07 June 2011
Charities, The Law And Unintended Consequences
As some of you know, we have been looking as a socially committed but small business to give support to a charity, either Practical Action or Water Aid, and link that back to sales via the web site as a sensible way to work out the donation and also to give our customers a sense of buy-in back to this. However, as often comes about, the law is not that simple.
Firstly, by mentioning a charity in our order acknowledgements and on our website, this link is viewed as payment for the promotional use of a charity's brand in generating sales, rather than a gift or extra cost as we had thought about it. Therefore, we would need to enter into a corporate-charity partnership via a Commercial Participators' Agreement with a minimum financial commitment of £10,000. It would be nice if our sales were that high, i.e. well over £1 million, but they are not. So that is a non-starter. Water Aid's FAQs explain this well.
Secondly, VAT would be charged on the payment as it becomes a promotional service, i.e. HMRC can get their mitts onto it, but Steenbergs could not reclaim the VAT through our business as it is outside of our scope of activity and is not for business purposes, so we would get an extra 20% charged on us for HMRC's charitable benefit. That is another disincentive from wanting to do the right thing.
So we can donate the money to charity but we will not be able to tell you about it in a way promotionally linked to any charity. Overall, I am pretty grumpy about the way obstacles are put in the way to prevent small businesses trying to be good. Is charity such a bad thing? Why are all laws and regulations created for the benefit of big business to the detriment of smaller enterprises? Oh and by the way, yes I really am that naive and stupid.

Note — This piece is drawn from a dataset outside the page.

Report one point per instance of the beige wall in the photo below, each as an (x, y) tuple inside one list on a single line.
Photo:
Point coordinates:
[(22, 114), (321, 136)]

Can come anyone come up with a solution as we still intend to do something like this as it is the right thing to be doing and is all part of who we are and want to be? My thought is that we state that we will make donations every year at the rate of 20p per order from our website sales, then give a retrospective donation to an "unnamed" charity determined after the accounting year end by our customers. In this case, we commit to giving the value, but because we do not gain any benefit direct from any link to a specific charity, this cannot be viewed as receiving anything in return by HMRC, i.e. it is not deemed to be a sale.
Alternatively, we could go for a more woolly "Steenbergs is delighted to be supporting WaterAid in 2011. To find out more about what WaterAid does, visit www.wateraid.org/uk" rather than linking in to sales.
The upshot is, however, that under UK law it looks as if Steenbergs might not be able simply to have a "named" charity linked to our web sales for the year, nor perhaps could we distribute leaflets to our customers about the charities for their benefit etc etc. How dumb is that!
Neither Sophie nor I will be backing down on our commitment. We just need to work out how to do this. All help gratefully received.